In wish to move to Chandigarh . I will rent. How much do I Ned weekly to live comftable like local

Thank

Kirk


----------



## lucky_13 (Jul 28, 2011)

*Cost of Livong in Chandigarh*



kirkw said:


> Dear all
> 
> In wish to move to Chandigarh . I will rent. How much do I Ned weekly to live comftable like local
> 
> ...



Hi,

Cost of Living in Chandigarh depends upon your lifestyle and what you want. After living in Chandigarh in Rented accommodation for last 4 years, i can give few examples 

1.) If you are single and can share accommodation you can live INR 5000-8000 per month with all basic neccesaties TV, AC.

2.) In main sectors of Chandigarh rent is very High for 2 bedreoom on first floor varies b/w 12000-15000.
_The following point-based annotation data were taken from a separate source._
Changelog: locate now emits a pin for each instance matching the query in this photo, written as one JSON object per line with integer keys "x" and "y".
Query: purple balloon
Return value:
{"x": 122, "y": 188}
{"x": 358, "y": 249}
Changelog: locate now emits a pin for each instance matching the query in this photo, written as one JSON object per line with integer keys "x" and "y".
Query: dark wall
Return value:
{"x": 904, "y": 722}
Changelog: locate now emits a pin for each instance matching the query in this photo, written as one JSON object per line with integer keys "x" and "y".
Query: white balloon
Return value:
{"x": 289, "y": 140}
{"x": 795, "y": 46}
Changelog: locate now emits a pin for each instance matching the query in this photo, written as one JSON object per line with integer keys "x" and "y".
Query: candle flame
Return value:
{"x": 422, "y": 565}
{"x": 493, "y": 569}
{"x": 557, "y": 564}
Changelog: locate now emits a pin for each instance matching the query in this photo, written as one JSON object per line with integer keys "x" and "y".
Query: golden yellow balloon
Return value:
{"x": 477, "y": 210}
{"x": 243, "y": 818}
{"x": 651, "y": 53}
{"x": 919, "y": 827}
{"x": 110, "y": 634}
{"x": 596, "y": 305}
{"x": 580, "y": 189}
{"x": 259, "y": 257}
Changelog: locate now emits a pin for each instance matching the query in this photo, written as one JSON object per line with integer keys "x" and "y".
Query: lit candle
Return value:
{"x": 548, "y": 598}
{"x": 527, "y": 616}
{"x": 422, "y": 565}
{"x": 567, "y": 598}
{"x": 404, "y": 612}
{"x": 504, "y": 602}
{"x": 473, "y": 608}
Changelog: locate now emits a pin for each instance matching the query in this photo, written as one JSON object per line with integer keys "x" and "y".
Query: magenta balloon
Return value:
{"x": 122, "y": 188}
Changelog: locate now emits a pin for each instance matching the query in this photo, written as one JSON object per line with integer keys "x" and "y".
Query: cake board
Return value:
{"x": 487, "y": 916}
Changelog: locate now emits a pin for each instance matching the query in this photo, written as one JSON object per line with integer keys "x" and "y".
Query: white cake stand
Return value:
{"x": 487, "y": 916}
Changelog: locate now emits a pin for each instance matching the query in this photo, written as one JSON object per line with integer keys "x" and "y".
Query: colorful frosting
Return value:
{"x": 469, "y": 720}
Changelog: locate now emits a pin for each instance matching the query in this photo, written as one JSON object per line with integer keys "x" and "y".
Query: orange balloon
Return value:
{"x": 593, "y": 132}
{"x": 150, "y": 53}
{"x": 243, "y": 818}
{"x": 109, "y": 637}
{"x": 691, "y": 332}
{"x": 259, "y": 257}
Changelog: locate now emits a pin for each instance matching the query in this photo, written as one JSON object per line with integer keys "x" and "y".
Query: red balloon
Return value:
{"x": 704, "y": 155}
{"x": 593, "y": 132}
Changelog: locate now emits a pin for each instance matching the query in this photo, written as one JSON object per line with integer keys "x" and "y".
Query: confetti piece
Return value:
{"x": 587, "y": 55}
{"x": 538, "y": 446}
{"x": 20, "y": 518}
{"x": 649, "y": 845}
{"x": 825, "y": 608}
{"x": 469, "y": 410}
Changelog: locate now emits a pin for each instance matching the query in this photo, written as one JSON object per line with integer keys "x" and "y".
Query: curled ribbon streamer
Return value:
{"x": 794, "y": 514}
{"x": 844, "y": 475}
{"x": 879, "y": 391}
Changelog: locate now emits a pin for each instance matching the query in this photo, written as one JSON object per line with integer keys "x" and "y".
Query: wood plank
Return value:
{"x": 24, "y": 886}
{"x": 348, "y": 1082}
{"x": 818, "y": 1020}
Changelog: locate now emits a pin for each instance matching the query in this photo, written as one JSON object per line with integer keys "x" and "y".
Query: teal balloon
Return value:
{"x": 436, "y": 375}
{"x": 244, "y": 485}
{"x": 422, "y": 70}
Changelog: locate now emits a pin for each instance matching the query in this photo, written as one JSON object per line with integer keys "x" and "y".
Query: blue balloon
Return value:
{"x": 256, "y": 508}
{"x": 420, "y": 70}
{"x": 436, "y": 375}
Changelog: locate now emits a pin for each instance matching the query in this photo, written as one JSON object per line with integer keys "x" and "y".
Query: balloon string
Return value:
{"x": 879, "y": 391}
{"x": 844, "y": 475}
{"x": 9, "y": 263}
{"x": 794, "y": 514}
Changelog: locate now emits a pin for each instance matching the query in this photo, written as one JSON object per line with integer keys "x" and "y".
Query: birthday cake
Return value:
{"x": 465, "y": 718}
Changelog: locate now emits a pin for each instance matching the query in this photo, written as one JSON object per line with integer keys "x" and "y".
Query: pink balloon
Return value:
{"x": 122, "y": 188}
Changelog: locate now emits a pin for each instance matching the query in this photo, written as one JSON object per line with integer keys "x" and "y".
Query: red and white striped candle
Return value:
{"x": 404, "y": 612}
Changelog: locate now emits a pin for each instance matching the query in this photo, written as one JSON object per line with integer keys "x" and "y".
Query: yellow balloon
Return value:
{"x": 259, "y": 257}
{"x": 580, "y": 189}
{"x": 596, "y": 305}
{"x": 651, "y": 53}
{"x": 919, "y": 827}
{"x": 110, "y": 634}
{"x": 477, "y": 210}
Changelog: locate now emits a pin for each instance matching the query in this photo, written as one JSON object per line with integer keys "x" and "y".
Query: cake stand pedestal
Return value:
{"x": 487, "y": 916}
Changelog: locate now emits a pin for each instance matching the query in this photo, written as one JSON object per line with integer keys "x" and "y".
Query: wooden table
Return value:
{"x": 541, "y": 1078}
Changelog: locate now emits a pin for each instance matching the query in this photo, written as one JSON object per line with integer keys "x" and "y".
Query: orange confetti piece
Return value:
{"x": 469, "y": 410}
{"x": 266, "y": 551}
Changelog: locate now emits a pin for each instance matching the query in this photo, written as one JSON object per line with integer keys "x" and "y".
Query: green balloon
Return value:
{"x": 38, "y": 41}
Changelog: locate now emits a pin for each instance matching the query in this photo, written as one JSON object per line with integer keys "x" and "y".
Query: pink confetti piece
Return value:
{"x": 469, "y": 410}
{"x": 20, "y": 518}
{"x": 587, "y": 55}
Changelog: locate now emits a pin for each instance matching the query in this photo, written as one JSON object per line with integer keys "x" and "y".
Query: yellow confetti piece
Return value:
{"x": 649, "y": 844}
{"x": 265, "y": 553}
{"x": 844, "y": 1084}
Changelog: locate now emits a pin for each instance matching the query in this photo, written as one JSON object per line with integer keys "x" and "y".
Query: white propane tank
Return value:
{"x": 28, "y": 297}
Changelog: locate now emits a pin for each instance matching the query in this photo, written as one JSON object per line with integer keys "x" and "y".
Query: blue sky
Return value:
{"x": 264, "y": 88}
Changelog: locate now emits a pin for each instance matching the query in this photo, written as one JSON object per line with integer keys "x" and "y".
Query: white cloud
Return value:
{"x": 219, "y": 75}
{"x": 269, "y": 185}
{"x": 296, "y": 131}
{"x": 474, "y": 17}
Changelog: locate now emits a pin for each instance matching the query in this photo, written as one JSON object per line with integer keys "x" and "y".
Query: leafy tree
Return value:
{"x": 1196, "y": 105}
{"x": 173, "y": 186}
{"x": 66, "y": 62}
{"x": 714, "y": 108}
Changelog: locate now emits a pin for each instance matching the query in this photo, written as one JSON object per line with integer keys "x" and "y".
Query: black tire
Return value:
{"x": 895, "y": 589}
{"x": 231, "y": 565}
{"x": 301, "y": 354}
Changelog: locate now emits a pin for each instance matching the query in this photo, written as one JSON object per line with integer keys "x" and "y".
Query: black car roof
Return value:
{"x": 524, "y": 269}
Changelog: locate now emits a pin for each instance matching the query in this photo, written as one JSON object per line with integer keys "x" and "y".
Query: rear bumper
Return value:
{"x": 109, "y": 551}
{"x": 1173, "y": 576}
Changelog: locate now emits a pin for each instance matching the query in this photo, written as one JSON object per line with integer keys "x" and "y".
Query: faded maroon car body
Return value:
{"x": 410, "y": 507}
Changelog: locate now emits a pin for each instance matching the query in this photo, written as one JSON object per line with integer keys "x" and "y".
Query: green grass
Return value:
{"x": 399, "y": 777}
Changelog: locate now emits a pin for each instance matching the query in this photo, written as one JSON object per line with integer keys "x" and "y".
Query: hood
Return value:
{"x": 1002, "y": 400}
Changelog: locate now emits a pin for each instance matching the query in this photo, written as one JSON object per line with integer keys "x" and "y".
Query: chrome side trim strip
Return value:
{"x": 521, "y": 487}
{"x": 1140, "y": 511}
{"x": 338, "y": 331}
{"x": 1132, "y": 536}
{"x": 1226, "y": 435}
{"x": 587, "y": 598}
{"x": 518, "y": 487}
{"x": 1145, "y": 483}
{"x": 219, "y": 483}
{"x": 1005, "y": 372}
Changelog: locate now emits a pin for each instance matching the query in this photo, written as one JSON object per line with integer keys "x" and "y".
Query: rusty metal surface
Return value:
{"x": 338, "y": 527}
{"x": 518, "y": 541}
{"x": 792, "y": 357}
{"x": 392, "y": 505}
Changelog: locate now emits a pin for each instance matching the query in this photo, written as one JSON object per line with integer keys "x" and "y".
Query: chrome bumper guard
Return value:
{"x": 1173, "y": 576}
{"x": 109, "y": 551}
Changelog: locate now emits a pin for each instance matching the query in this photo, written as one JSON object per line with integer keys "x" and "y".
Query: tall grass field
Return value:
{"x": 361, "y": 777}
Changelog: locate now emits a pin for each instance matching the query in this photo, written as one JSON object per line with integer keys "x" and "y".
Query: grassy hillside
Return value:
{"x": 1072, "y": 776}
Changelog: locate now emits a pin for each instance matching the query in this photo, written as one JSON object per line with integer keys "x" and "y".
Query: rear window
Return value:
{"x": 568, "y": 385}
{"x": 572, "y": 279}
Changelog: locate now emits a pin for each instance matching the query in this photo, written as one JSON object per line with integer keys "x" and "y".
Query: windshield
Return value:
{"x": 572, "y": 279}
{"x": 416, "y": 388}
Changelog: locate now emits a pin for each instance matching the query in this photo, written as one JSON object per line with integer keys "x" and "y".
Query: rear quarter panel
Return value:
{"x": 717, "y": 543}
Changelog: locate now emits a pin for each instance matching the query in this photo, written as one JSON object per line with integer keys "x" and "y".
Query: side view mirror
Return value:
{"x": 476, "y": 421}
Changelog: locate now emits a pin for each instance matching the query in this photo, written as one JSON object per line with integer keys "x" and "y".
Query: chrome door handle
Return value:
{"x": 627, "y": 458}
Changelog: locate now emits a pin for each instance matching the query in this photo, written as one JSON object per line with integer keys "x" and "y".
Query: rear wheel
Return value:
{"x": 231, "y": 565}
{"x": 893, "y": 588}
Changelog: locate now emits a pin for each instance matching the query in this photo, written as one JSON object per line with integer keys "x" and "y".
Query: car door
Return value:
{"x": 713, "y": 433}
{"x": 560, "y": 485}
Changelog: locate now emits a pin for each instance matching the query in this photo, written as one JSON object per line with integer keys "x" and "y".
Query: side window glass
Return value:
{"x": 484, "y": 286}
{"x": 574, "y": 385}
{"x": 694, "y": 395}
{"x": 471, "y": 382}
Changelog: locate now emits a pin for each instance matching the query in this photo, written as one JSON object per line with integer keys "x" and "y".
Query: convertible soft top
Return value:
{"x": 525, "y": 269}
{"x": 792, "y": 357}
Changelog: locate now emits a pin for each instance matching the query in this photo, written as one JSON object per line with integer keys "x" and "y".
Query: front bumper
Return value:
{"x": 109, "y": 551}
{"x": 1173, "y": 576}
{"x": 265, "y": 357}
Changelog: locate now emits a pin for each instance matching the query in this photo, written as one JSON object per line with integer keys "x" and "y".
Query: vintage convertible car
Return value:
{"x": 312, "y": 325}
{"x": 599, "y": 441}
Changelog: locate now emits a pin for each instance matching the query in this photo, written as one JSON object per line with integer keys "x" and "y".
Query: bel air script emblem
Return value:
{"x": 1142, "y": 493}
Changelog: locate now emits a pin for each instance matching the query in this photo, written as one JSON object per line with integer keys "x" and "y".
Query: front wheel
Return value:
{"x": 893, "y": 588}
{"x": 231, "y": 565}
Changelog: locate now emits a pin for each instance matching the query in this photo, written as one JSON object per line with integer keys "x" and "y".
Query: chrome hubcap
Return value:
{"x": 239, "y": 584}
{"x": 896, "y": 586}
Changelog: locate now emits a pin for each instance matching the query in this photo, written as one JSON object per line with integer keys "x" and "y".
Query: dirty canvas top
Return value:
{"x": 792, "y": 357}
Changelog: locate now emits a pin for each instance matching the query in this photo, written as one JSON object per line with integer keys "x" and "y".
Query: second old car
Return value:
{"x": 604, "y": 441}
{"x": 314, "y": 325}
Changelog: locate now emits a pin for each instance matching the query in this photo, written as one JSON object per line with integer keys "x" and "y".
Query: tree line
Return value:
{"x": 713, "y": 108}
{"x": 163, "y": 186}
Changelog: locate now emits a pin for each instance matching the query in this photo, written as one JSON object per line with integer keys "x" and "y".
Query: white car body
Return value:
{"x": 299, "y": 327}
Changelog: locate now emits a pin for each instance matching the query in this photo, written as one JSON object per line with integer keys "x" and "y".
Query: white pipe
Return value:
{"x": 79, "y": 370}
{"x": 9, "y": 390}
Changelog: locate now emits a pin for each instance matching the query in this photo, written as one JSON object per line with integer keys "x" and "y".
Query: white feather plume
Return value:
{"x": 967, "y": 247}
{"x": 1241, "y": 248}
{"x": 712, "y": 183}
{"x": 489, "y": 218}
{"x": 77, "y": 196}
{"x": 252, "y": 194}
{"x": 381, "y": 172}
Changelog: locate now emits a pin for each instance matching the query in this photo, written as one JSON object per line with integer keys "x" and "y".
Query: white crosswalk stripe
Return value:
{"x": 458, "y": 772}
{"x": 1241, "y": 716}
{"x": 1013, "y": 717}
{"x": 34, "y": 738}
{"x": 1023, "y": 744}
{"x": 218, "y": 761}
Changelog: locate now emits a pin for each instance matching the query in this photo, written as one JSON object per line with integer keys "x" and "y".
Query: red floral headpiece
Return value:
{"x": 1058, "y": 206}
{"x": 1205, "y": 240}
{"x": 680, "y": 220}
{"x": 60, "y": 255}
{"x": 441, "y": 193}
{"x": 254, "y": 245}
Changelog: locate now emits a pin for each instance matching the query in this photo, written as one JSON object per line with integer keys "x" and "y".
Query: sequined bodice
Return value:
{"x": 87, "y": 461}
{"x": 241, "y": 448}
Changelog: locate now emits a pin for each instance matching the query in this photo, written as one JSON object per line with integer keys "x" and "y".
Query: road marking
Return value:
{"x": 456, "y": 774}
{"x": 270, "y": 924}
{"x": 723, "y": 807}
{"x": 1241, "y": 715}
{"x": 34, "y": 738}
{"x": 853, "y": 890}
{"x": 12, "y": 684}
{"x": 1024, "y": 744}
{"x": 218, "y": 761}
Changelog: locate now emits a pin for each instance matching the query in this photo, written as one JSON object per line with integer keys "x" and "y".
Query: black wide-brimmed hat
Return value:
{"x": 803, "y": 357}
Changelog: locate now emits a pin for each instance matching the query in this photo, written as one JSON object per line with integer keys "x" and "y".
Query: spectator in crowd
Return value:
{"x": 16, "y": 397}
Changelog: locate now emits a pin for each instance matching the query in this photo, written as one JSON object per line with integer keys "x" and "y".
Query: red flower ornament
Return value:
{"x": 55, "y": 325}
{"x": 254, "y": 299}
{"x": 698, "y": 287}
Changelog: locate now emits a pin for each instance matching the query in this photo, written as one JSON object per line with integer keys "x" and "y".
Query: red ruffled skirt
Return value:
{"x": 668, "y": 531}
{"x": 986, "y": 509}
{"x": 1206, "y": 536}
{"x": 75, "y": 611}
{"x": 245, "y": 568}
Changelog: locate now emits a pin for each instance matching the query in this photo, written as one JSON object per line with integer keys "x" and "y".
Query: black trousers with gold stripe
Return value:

3.) If you need Independent apartment in socities like sectors of 48,49,50,51 you can get around 15000-18000 very good condition.

Let me know if you need more information, 

Wlcm to chandigarh


----------



## kirkw (Jul 23, 2011)

Thanks is that monthly cost and western style new building with aicon etc

Cheers


----------



## gurkirat1425 (Sep 12, 2011)

chandigarh is d best place to live, even when compared to places like canada n australia... i cn probably say dis, cuz i hv spent a quality time at d trio...


----------



## baltej (Sep 18, 2011)

As the living costs are very low in INDIA, most of the costs are quoted in monthly rates. I t is really economic to have quality studies in CHANDIGARH.
Cheers


----------